Immune Kickin’ Chicken Soup
Nearly every ingredient in this soup supports healthy immune function, from the beta-glucan loaded shiitake mushrooms to the lauric acid-rich coconut milk and potent garlic, to the vitamin C-rich veggies and the probiotic-rich miso. And it comes together so quickly and easily that it may turn into your go-to winter soup.
- Place the mushrooms, whites of the green onions, red pepper, garlic, ginger, chili flakes, and salt and pepper in the bottom of a slow cooker. Stir to mix together. Place chicken pieces on top. Gently pour in the broth. If the broth level seems too low in your slow cooker, add one cup of water.
- Cover and cook on high for 4 hours or on low for 6-8 hours. If using frozen spinach place it in the fridge now to thaw.

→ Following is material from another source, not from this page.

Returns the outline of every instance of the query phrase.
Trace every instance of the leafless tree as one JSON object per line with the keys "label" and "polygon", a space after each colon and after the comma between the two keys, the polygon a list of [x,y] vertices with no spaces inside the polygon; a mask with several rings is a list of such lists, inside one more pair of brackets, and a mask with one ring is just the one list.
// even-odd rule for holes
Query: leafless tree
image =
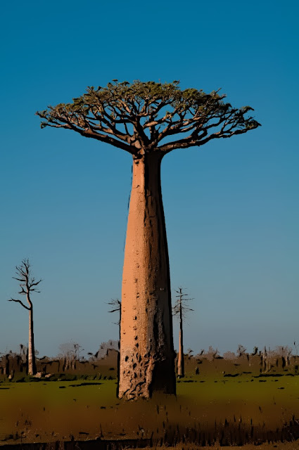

- Remove chicken from the soup, add the coconut milk and spinach, cover and cook for another 15-30 minutes. Using two forks, shred the chicken and return to the soup.
- Turn off the slow cooker. Place miso in a small bowl and add about ½ cup of broth from the soup. Mix well until the miso forms a thin paste. Add to the soup and stir to combine. Alternately you can add 1-1½ teaspoons to each serving bowl, add a small amount of the broth, and then mix well before filling the bowl with soup. Serve immediately garnished with remaining sliced green onions.